Он молча сел, погладил щенка и сказал:
– Вот и зять мой говорит, что мы все поголовно юридически неграмотны. Что же нам теперь делать?
Мирослава не знала, что ответить старому мужчине. Не говорить же ему в глаза, что надо образовываться и повышать юридическую грамотность. Вместо этого она сказала:
– Теперь уже ничего не сделаешь, но на будущее надо учесть.
– Вы что же, думаете, что они теперь так и повадятся нас давить? – спросил Козельский.
– Нет, я совсем не это имела в виду.
– А что же?
– При любой несправедливости, случившейся с кем-то из близких или соседей, стоит проконсультироваться с юристом.
– Где же его взять, этого юриста, – развел руками Юрий Семенович.
– Юристы у нас сейчас имеются в избытке.
– Так тех, которые в избытке, нам не надо, – здраво рассудил мужчина, – а где взять хорошего? Плюс к этому, где еще взять на него деньги.
Мирослава не стала говорить о бесплатных консультациях юристов в интернете, вместо этого она осторожно проговорила:
– Наверное, нужно обратиться к своим более молодым родственникам.
– Наверное, – не стал с ней спорить, к ее великому облегчению, Козельский.
– Юрий Семенович! А вы хорошо знали Артема Солодовникова?
– Еще бы мне его плохо знать! – воскликнул мужчина. – Он же на моих глазах рос!
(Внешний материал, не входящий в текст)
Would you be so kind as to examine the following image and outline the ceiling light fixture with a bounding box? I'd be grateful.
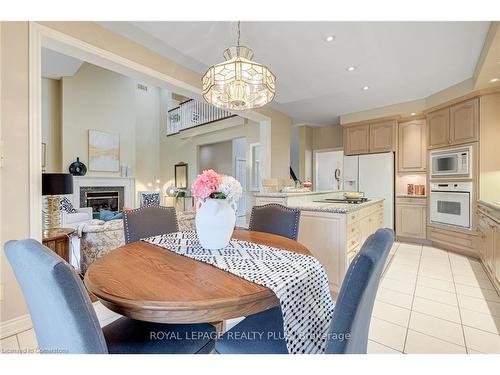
[202,21,276,111]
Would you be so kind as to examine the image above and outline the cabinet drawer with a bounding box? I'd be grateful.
[429,228,479,255]
[345,250,358,271]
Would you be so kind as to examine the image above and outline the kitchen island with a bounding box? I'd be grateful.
[256,192,384,292]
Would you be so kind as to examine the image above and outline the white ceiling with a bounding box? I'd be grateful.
[42,48,83,79]
[99,21,489,124]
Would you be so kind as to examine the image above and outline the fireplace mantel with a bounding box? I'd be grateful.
[71,176,136,208]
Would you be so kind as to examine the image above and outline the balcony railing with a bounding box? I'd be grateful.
[167,99,236,136]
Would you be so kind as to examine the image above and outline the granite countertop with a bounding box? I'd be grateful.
[477,199,500,212]
[289,198,384,214]
[254,190,339,198]
[396,194,427,199]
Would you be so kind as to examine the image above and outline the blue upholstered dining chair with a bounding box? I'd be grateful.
[248,203,300,240]
[123,206,179,243]
[215,229,394,354]
[5,240,215,354]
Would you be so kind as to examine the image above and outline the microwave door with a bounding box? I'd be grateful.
[432,155,458,175]
[431,191,470,228]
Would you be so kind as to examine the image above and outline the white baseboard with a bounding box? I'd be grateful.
[0,301,121,339]
[0,314,33,339]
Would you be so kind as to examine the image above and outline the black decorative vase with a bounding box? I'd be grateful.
[69,158,87,176]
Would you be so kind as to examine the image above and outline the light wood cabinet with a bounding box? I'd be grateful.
[396,198,427,240]
[344,120,397,155]
[344,124,370,155]
[450,98,479,144]
[398,120,427,173]
[427,108,451,148]
[427,98,479,148]
[298,202,384,292]
[370,121,396,153]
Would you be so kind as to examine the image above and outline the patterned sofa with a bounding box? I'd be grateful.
[78,212,195,274]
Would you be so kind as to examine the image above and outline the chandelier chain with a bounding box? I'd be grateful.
[238,21,241,47]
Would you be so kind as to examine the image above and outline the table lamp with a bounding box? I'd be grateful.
[42,173,73,230]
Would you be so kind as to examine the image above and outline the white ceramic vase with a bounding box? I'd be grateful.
[195,199,236,249]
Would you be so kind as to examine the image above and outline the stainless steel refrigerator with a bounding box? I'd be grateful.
[342,152,395,229]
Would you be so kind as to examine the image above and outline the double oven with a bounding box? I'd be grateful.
[429,146,473,229]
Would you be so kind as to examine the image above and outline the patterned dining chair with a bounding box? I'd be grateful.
[5,239,215,354]
[123,206,179,243]
[248,203,300,240]
[215,229,394,354]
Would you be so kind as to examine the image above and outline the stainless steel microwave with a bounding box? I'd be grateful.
[429,146,472,178]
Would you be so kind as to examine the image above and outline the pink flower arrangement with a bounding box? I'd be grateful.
[191,169,222,200]
[191,169,242,203]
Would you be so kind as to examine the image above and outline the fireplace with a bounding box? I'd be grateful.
[80,186,124,218]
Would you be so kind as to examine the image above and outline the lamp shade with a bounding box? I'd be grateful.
[42,173,73,195]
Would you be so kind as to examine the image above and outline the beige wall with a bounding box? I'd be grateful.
[195,141,233,176]
[479,93,500,202]
[297,126,313,181]
[62,63,162,191]
[292,125,342,181]
[313,125,343,151]
[0,22,30,322]
[160,117,260,189]
[42,78,63,173]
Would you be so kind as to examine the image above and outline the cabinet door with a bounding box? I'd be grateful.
[396,204,427,239]
[344,125,370,155]
[398,120,427,172]
[484,219,496,275]
[450,98,479,144]
[370,120,397,152]
[493,223,500,288]
[427,108,451,148]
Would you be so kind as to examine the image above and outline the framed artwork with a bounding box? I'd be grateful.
[174,162,188,189]
[42,143,47,172]
[89,130,120,172]
[139,191,161,207]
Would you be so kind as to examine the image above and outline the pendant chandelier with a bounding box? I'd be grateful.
[202,22,276,111]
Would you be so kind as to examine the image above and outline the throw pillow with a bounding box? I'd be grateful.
[59,197,76,214]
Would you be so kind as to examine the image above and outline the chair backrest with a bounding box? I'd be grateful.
[5,239,108,354]
[248,203,300,240]
[326,229,394,354]
[123,206,179,243]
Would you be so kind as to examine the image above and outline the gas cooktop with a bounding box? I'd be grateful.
[313,197,368,204]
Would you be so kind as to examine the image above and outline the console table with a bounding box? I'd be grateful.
[42,228,75,262]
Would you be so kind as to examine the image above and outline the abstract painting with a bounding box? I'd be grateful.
[89,130,120,172]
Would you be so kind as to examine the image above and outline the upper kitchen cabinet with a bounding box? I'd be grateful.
[427,108,451,148]
[427,98,479,148]
[344,124,370,155]
[398,119,427,173]
[370,120,396,152]
[344,120,397,155]
[450,98,479,144]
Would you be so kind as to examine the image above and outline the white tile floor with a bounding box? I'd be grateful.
[0,243,500,354]
[368,243,500,354]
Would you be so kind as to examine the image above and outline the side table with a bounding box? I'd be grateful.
[42,228,75,262]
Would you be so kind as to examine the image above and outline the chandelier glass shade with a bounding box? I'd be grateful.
[202,45,276,111]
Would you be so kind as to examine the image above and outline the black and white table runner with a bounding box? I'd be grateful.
[144,232,334,354]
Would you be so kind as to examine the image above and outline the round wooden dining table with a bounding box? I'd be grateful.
[84,230,310,323]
– И каким он был человеком?
– Добрым, отзывчивым. Помню, пацаненком нашел осенью в кустах черепаху. Какой-то паразит наигрался и выбросил, так Артем уговорил мать забрать черепаху к себе, а потом всех расспрашивал, как за ней ухаживать. Через дом от нас биолог жил, он определил, что черепаха старая и не слишком здоровая. Так они с дружком его Томилиным по всему двору деньги собирали на лечение черепахи, собрали, подлечили, бедняжку, и она еще лет восемнадцать у них прожила. Биолог этот говорил, что она уже совсем старая стала, просто уснула и не проснулась.
– А к людям Артем тоже так же был добр?
– Вот обойдите тут все окрестности, и никто про Артема плохого слова не скажет.
– А бывшая его невеста?
– Лика, что ли, Звонникова?
– Она.
– Так это та еще вертушка! Пока Артем был в армии, она успела замуж сбегать, развестись, а потом еще спутаться со своим директором.
– А это откуда стало известно?
– Организация есть такая, ОБС! Может, слыхали?
– Одна бабушка сказала, – улыбнулась Мирослава.
– Вот надежней ее нет!
– Так это ж сплетни, – не согласилась Мирослава. Хотя, чего греха таить, ни один опытный детектив или сотрудник полиции мимо сплетен не пройдет, подберет и хорошенько перетряхнет, отделяя зерна от плевел.
– Сплетни, не сплетни, – тем временем проговорил Козельский, – а жена директора сама лично приходила Лике космы выдирать.
– Выдрала? – с улыбкой спросила Мирослава.
– Нет, – с сожалением покачал головой Козельский, – Лика забаррикадировалась, но зато жена директора спустилась вниз и так обливала Лику помоями, что почти весь двор собрался и слушал. И после этого прикажете порядочному парню на ней жениться?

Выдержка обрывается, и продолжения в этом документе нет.